Turkish inflation has reached its highest level since Recep Tayyip Erdogan came to power almost two decades ago as the president’s contentious economic management sparks a surge in prices.
The country’s consumer price index rose 36 per cent year on year in December, according to data released by Turkey’s statistical agency on Monday.
It marks the highest level of consumer price rises since September 2002, when Turkey was reeling from a financial crisis that paved the way for a landslide election victory for Erdogan’s Justice and Development party (AKP) in November that same year.
The figure, a sharp increase from the previous month’s official inflation rate of 21 per cent, comes after president Erdogan ordered the central bank to repeatedly slash interest rates in recent months despite double-digit inflation.
His insistence that the bank lower its benchmark lending rate by a total of 5 percentage points since September, to 14 per cent, has led to deeply negative real interest rates, causing investors to flee from the Turkish lira and stoking inflation in a country that is highly reliant on imported energy and goods.
That in turn has prompted mounting public discontent about the soaring cost of living, and has led to an erosion of support for the AKP in opinion polls.
December’s inflation rate, which was higher than the consensus estimate among analysts of 30 per cent, was driven by hefty increases in the cost of transport, which rose almost 54 per cent year on year, and food and drink, which rose close to 44 per cent.
In a sign of the pain being inflicting on business by the plunge in the lira, which lost about 45 per cent of its value against the dollar in 2021, the producer price index rose significantly faster at a rate of 80 per cent year on year.

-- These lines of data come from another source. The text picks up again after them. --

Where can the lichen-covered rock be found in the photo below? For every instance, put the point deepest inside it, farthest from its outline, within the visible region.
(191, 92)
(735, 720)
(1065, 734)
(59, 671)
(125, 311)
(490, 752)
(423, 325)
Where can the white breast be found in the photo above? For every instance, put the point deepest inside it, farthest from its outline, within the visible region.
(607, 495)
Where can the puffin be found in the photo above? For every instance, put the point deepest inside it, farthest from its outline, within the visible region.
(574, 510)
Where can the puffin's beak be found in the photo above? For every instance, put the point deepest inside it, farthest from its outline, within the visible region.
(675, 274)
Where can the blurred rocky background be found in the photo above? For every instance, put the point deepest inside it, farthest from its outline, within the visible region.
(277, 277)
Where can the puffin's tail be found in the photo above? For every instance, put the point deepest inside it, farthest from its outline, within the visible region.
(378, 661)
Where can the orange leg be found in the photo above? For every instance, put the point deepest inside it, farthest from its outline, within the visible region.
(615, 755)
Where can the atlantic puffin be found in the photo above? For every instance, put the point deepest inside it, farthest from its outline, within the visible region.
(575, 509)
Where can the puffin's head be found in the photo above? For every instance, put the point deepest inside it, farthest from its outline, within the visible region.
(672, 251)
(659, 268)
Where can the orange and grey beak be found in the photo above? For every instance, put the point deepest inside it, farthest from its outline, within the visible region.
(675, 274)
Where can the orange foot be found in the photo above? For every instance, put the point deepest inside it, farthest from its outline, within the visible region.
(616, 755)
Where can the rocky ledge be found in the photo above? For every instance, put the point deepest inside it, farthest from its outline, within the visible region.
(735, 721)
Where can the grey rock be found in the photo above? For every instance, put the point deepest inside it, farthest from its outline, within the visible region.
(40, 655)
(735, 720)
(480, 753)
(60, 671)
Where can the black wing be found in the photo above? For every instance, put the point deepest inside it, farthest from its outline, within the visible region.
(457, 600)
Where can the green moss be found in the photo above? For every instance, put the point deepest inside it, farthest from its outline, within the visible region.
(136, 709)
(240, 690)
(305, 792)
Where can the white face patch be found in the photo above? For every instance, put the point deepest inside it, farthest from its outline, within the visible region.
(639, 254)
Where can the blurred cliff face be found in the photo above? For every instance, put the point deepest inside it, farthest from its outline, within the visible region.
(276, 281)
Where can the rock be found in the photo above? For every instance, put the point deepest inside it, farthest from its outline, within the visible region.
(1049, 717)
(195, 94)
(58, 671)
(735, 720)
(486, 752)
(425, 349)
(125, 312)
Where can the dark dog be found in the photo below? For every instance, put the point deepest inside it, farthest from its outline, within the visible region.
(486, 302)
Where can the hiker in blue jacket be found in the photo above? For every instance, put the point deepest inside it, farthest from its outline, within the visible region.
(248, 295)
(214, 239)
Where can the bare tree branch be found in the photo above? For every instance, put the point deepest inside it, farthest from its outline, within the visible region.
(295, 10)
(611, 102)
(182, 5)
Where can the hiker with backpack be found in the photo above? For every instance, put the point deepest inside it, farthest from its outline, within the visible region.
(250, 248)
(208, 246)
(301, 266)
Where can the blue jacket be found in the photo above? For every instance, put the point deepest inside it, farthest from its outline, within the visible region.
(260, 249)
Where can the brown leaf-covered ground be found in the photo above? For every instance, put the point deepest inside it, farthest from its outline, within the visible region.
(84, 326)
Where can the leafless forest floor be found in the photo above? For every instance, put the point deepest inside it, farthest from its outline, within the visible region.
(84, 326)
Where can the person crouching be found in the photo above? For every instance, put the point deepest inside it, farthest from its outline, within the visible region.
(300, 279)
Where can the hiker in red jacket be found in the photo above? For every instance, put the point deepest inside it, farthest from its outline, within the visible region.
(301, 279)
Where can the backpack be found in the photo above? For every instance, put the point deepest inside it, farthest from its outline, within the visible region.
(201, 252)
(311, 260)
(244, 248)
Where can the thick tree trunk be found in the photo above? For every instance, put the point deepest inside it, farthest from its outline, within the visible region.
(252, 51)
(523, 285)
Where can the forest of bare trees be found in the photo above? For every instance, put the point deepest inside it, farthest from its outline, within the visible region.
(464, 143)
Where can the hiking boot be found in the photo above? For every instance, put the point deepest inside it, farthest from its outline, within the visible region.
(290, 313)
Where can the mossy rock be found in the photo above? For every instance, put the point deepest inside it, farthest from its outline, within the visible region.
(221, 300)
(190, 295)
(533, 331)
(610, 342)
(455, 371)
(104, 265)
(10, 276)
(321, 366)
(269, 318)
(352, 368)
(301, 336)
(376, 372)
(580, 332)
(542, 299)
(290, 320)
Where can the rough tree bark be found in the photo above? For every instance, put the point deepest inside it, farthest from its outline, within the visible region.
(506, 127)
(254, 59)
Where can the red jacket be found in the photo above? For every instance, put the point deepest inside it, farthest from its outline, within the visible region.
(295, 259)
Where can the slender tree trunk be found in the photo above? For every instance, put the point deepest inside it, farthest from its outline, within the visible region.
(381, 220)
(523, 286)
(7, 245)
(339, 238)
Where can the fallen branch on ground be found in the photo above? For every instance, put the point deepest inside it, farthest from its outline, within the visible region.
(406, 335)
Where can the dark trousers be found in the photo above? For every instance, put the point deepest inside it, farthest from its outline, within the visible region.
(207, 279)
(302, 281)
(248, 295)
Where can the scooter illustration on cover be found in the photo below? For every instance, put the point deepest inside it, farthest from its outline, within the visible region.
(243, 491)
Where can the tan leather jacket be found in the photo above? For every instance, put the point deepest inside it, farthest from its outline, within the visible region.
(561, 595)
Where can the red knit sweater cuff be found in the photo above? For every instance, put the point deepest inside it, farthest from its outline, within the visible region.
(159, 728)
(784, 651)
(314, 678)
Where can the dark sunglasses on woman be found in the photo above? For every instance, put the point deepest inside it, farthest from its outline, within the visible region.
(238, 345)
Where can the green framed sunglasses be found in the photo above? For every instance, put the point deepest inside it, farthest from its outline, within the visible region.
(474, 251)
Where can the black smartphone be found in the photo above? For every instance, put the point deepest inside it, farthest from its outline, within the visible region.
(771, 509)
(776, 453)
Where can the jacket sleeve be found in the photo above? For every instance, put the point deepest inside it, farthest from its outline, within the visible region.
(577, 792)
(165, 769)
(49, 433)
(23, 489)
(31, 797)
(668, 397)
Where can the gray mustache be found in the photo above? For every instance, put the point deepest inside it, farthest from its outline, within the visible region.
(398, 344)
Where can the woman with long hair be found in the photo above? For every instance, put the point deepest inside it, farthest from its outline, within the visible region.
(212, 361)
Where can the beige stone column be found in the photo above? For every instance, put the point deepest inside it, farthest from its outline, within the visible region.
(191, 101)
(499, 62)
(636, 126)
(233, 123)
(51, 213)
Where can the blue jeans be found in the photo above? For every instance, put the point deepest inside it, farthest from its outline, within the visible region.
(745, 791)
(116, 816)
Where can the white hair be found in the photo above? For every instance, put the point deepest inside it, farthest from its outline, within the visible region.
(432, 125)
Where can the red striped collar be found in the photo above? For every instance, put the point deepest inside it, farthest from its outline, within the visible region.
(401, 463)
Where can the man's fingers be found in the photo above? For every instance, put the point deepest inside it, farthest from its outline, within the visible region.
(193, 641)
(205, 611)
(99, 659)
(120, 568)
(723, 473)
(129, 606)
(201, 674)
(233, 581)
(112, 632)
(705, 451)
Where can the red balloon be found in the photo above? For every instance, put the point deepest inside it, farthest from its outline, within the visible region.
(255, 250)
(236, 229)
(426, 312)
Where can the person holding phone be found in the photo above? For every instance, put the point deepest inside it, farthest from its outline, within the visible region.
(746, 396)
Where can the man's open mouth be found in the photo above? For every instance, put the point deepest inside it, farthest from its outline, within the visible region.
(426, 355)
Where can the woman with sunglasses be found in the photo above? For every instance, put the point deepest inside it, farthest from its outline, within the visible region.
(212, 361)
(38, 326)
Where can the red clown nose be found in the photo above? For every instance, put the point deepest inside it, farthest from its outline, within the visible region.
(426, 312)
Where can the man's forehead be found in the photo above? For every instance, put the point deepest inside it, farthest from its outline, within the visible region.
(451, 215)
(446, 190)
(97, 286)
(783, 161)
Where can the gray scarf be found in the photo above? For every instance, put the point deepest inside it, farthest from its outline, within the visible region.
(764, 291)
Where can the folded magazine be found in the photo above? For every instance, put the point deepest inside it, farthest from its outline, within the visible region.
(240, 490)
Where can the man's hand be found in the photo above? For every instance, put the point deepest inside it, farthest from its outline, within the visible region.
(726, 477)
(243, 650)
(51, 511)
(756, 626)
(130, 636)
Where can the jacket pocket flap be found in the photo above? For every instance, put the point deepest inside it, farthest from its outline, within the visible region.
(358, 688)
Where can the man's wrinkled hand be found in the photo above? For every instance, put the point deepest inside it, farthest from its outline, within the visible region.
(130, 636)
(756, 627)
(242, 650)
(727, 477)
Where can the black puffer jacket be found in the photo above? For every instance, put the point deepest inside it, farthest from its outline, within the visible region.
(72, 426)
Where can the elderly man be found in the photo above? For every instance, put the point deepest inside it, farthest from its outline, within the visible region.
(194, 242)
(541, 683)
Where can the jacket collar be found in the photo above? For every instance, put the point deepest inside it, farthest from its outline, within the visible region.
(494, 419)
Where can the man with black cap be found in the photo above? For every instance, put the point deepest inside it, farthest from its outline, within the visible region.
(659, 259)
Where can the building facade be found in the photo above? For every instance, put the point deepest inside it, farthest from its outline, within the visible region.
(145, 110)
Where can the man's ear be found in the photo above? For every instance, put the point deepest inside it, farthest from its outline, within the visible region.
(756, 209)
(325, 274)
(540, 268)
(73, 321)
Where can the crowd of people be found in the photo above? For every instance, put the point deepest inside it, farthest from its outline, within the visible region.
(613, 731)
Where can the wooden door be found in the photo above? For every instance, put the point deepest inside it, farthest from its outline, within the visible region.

Ibrahim Aksoy, an analyst at HSBC in Istanbul, warned that inflation was likely to rise further in the months ahead, predicting it would reach about 42 per cent in April and May.
The figures were met with dismay from the country’s opposition parties. Durmus Yilmaz, a former central bank governor who now serves as a senior official in the IYI party, said inflation was “the root cause” of the country’s economic problems and called for “an urgent stabilisation programme”.
Ali Babacan, a former Erdogan ally who now leads the opposition Deva party, suggested the true inflation rate was even higher than the official figures, describing the country’s statistical agency as “the institute for fiddling the numbers”. He said the rate “doesn’t even come close to” the huge energy price rises announced at the start of this year, which saw electricity prices raised by as much as 125 per cent for the most intensive commercial users and by about 50 per cent for households.
Erdogan, a longstanding opponent of high interest rates, rejects the conventional economic wisdom that raising the cost of borrowing helps to curb high inflation.
The Turkish president has continued to insist, despite mounting dismay from Turkey’s business community, that lower rates will ultimately help bring price stability as part of what he says is a new economic model that aims to boost exports, investment and job creation.
Erdogan has acknowledged the pain inflicted by inflation on the public, vowing last month that his government would not allow workers to be “crushed” by price rises as he announced a 50 per cent rise in the minimum wage in lira terms.
Economists warned that, while a pay rise for the lowest paid workers was necessary to protect them from rising living costs, such a large increase would itself be inflationary and price rises risked running out of control.